Tiene varios más, algunos espeluznantes. El libro de Rhodes cuenta con una crudeza que yo no había visto la experiencia de una víctima de pedofilia. A los seis años recién cumplidos, James fue violado por su profesor de boxeo del colegio. Y el tipejo lo siguió haciendo durante cinco años impune y sistemáticamente, hasta que Rhodes cambió de escuela. El niño, amenazado por el pedófilo, avergonzado y amedrentado, no dijo nunca nada a nadie; pero otros profesores lo veían llorar, lo veían salir con las piernas sangrando del despacho del monstruo y no hicieron nada. El libro de Rhodes es un grito indignado a esa pasividad tan común ante los abusos infantiles. Como las pequeñas víctimas no se atreven a denunciar, es muy cómodo ignorar un horror que se queda escondido, como los malvados ogros de los cuentos, en los cuartos oscuros y en las pesadillas de los niños. Y otra enseñanza más de este tremendo libro: las violaciones dejan secuelas. En primer lugar, graves secuelas físicas, porque es una brutalización continuada de un cuerpo muy pequeño (el músico tuvo que ser operado varias veces); y, por supuesto, una catarata de catástrofes psíquicas. Prostitución en la adolescencia, un año de internamiento en un psiquiátrico, tres intentos de suicidio, cortes autoinfligidos con una cuchilla, drogas, furia y dolor. Y este es el segundo milagro: ha sobrevivido a todo eso.
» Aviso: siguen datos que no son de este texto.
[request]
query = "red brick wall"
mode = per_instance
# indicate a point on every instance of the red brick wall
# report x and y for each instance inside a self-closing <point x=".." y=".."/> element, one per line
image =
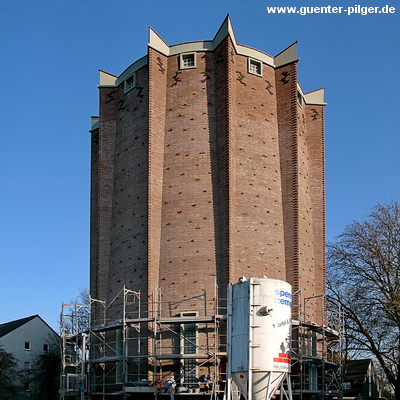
<point x="204" y="175"/>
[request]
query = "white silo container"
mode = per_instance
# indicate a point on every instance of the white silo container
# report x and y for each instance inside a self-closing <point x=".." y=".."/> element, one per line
<point x="259" y="334"/>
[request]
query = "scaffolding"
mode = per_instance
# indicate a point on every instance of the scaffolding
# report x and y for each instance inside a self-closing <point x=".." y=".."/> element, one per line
<point x="317" y="349"/>
<point x="147" y="348"/>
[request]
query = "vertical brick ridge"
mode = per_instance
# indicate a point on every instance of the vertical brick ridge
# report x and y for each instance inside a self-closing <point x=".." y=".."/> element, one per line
<point x="156" y="131"/>
<point x="94" y="212"/>
<point x="323" y="203"/>
<point x="315" y="129"/>
<point x="286" y="97"/>
<point x="295" y="175"/>
<point x="105" y="175"/>
<point x="230" y="137"/>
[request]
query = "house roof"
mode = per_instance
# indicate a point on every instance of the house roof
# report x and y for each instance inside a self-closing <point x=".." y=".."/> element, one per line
<point x="12" y="325"/>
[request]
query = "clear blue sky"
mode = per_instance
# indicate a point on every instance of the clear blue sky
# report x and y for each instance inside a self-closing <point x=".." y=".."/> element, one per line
<point x="50" y="55"/>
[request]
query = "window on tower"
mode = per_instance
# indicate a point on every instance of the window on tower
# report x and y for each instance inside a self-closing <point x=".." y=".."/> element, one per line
<point x="187" y="60"/>
<point x="129" y="83"/>
<point x="255" y="67"/>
Tercer milagro: James es la prueba de que el arte y la belleza ayudan. En el caso de James, es la música lo que amansó su fiera interior. Todos podemos y debemos recurrir a ello: cuanta más belleza en nuestras vidas, más fuera del tiempo y de la pena, más inmortales.
Pero aún queda por contar un cuarto milagro. Aunque la existencia de Rhodes parece larguísima y convulsa, sólo tiene 40 años. Guau, eso es vivir deprisa. Como decía Lou Reed: mi día equivale a tu año. Pues bien, al final el autor apuesta por su segunda esposa, Hattie, y se atreve a dar unos consejos para el bien amar. Antes, al leer el libro, Rhodes me había parecido un hombre conmovedor y admirable, pero también furioso y herido, demasiado intenso como para tenerlo muy cerca. Pero en estas páginas finales habla de la convivencia con tan modesta, honda sabiduría que me ha dejado admirada. Como, por ejemplo: “Lo que más deteriora una relación es tratar de salir ganando”. Pequeña gran verdad. Hace falta vivir mucho y pensar mucho para llegar a tan poco. O sea, que se puede aprender, aunque vengas con las heridas más crueles. Se puede recomenzar una y otra vez. Aviso a navegantes para sortear los escollos de este año: recordemos que, como prueba Rhodes, siempre hay futuro. Nunca seremos tan jóvenes como hoy y la vida se conquista día a día.